Vorpal, Wasteless and BuilderEdge were among the firms at the Synapse Summit, as was UC-Care Medical Systems, a 2018 Launch program participant.

UC-Care develops, manufactures and sells medical devices for urologists.

The company has commitments for more than $1 million in funding and hopes to raise another $1 million from Florida Funders in Tampa, said Tomer Schatzberger, UC-Care’s vice president of marketing and business development.

One of the issues he’s run into is credibility.

“Creditability goes two ways,” Schatzberger said. “We are considered a startup nation, and everyone likes innovation from Israel, but on the other hand, they raise their eyebrows and ask, ‘Are you able to sustain an operation in the U.S.? How will you support us three, five, seven years from now?’ So we have to build that credibility.”

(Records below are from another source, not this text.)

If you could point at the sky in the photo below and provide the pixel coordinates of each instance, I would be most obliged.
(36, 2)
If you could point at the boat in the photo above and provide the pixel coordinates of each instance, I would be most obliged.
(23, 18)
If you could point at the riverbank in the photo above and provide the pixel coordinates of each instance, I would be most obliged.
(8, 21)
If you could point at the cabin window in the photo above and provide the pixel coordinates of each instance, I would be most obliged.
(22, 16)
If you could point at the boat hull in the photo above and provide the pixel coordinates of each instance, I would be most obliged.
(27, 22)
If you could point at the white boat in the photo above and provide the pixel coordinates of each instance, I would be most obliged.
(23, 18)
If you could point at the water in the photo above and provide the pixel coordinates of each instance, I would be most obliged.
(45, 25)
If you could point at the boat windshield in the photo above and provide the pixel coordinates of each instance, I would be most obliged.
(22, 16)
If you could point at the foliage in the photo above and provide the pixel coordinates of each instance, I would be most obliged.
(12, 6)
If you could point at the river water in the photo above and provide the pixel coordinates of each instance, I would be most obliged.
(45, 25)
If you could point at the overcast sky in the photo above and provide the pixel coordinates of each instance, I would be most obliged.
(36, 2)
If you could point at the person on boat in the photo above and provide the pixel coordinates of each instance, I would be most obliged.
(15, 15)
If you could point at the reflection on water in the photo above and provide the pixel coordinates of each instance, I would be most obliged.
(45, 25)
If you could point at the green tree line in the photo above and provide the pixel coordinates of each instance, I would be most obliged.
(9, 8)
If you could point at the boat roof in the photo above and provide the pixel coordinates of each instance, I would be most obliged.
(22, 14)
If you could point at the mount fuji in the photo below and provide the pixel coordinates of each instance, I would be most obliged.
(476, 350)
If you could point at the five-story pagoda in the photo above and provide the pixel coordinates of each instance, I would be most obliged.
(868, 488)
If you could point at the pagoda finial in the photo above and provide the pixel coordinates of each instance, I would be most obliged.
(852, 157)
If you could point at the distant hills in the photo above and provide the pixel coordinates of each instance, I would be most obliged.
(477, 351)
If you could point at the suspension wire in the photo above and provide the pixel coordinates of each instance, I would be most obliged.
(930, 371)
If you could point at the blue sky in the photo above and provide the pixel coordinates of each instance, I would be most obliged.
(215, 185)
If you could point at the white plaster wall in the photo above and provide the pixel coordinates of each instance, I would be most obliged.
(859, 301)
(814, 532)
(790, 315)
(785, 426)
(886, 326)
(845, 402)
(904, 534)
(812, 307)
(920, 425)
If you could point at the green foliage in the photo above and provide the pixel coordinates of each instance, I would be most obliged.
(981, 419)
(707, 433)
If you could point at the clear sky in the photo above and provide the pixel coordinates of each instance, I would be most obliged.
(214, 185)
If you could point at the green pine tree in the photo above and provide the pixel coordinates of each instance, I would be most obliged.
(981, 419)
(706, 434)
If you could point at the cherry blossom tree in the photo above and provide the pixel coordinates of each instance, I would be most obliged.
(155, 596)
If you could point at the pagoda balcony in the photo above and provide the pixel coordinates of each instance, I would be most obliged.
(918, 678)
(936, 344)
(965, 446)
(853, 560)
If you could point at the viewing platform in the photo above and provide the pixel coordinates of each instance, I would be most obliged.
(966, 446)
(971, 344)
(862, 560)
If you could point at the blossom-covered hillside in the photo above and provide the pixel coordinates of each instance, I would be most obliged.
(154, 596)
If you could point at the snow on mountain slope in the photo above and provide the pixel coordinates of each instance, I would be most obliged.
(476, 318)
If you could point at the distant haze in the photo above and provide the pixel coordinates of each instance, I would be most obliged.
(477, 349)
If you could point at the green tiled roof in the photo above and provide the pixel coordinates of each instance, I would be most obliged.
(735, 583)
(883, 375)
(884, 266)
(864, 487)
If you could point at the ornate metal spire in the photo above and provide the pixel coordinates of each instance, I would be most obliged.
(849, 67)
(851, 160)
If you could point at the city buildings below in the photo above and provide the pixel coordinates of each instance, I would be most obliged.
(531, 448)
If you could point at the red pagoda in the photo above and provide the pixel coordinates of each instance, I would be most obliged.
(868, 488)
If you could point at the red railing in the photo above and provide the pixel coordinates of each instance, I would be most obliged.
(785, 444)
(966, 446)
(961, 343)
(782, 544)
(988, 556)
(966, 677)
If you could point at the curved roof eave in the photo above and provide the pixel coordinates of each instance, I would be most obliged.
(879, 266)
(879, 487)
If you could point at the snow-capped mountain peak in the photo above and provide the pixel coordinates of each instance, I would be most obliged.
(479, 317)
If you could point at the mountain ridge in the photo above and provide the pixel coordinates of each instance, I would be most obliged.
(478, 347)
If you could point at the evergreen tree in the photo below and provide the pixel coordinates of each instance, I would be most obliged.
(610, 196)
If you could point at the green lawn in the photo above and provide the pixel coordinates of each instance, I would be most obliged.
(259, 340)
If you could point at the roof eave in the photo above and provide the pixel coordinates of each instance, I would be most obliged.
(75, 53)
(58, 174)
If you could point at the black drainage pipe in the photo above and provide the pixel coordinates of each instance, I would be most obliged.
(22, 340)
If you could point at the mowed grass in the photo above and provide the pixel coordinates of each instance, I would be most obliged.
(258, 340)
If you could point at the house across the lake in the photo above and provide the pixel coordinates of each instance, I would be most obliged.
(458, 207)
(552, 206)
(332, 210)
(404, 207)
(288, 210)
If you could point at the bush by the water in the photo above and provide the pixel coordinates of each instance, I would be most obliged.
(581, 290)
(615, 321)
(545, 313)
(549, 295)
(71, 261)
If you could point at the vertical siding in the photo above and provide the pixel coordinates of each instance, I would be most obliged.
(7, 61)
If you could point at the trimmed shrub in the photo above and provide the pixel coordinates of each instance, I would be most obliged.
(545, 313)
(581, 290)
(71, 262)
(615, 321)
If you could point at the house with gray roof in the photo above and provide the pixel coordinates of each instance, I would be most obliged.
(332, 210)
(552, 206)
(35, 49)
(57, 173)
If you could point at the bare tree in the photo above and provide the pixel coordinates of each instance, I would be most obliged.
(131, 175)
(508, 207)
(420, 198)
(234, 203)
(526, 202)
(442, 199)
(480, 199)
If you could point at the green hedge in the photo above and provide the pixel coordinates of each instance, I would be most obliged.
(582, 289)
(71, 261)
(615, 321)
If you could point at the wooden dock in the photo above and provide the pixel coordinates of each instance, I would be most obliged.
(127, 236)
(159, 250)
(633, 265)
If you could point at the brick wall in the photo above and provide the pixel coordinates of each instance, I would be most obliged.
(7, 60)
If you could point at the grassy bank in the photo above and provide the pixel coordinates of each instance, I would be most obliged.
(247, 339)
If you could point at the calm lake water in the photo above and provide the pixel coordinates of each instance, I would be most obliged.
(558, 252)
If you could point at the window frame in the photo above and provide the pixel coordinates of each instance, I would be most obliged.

ECOncrete, another 2018 FIBA Launch program graduate, has established an office near downtown St. Petersburg, and is putting its innovative concrete technology to work saving marine life, improving air quality and protecting the shoreline from rising sea levels, Feinman said.

The companies in the 2019 program will present at the Connection to Innovation at Bryan Glazer Family JCC in Tampa Feb. 13 from 5:30 to 7:30 p.m., and at FIBA Demo Day at Five Labs in Tampa March 12 from 8 to 11 a.m.